Tuesday, February 22, 2011

Study: Black infants at higher risk of cerebral palsy

From Reuters Health:

Black infants have a somewhat higher risk of cerebral palsy, according to a new study, and the increase appears to be tied to their greater likelihood of being born underweight.

In fact, after taking birth weight into account, blacks are much less likely than whites to be diagnosed with the crippling neurologic disorder, although why that's the case is a mystery, the scientists said.

"Low birth weight infants have a much higher risk of cerebral palsy," said Dr. Yvonne Wu, a pediatric neurologist at the University of California, San Francisco who led the study. She told Reuters Health, "If we could eliminate the racial disparity in low birth weight deliveries, then we would also eliminate the differences in cerebral palsy between blacks and whites."

"We need these big population studies to get at those kind of details," said Dr. Nancy Murphy, a pediatrician at the University of Utah in Salt Lake City, and chair of the American Academy of Pediatrics Council on Children With Disabilities.

The new research suggests that efforts to improve prenatal care among black mothers, particularly teens, might reduce the incidence of cerebral palsy among blacks, according to the researchers. Women who receive early and high-quality prenatal care tend to have healthier babies than those who don't get the checkups.

"We found that women who received prenatal care had a lower risk of having a child with cerebral palsy," Wu said. "However, we don't know whether the prenatal care itself protects women from having a child with cerebral palsy, or whether women who receive prenatal care differ in some other way that reduces the risk of having a child with cerebral palsy."

For the study, published online today in the journal Pediatrics, Wu and her colleagues analyzed medical records of 6.2 million births in California between 1991 and 2001. Among them, about 8,400 infants had been diagnosed with cerebral palsy, for a rate of 1.4 cases per 1,000 live births.

That's somewhat less than previous estimates, which have put the prevalence of cerebral palsy at between 2 and 2.5 cases per 1,000 live births.

The lower rate reflects the fact that the California researchers did not include children with mild cases of cerebral palsy who did not qualify for state services, Wu explained.

Of the nearly 8,400 babies with cerebral palsy, 758 were black, 2,878 were white, 3,963 were Hispanic and 656 were Asian.

Blacks were about 30 percent more likely than whites to have cerebral palsy, the researchers found. Hispanics had roughly the same odds as whites, while Asians appeared to be least likely to be diagnosed with the condition.

Babies born underweight or premature were up to 24 times more likely to be diagnosed with cerebral palsy, the researchers said, and both risk factors were much more common among blacks. But after accounting for low birth weight, blacks were between 21 percent and 29 percent less likely than whites to be diagnosed with cerebral palsy, according to the researchers.

Women who did not have prenatal care had more than twice the typical chance of giving birth to a baby with cerebral palsy, the researchers found. Those who did not graduate from high school also had a higher risk.

Although Wu said her findings point to a possible role for prenatal care in preventing cerebral palsy among blacks, an example from recent history might temper optimism for the strategy. In the 1970s, doctors began advocating that women use electronic fetal monitors as a way to prevent cerebral palsy.

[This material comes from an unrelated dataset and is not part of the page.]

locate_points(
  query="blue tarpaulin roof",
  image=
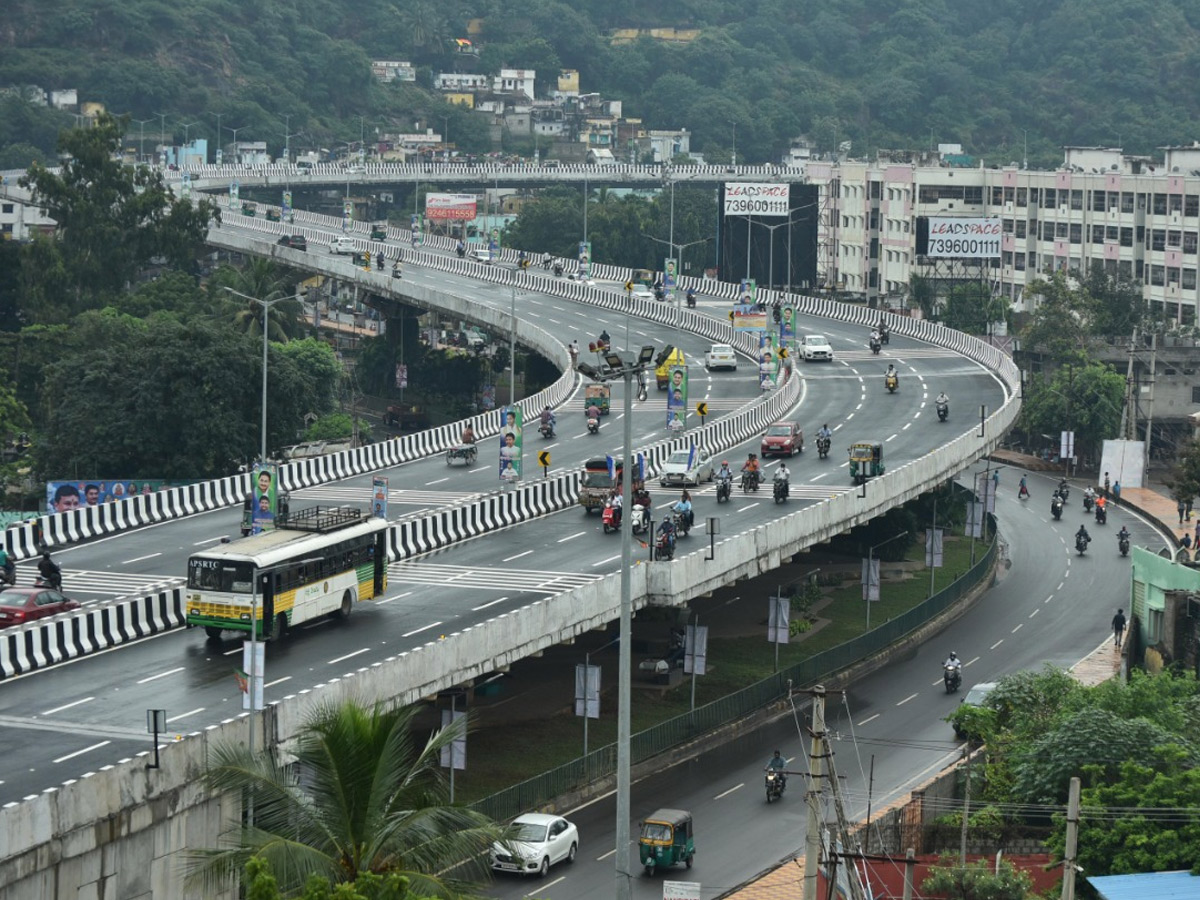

"The thinking was that if you could detect fetal distress by monitoring the baby's heart rate prior to delivery, you could perform a cesarean section earlier, and thereby prevent brain injury. However, even though electronic fetal monitoring leads to about 40 percent more cesarean sections, it has not been effective in preventing cerebral palsy," she said.

Teasing out the impact of prenatal care on infant health, added Murphy, who was not involved in the study, is "exquisitely complicated."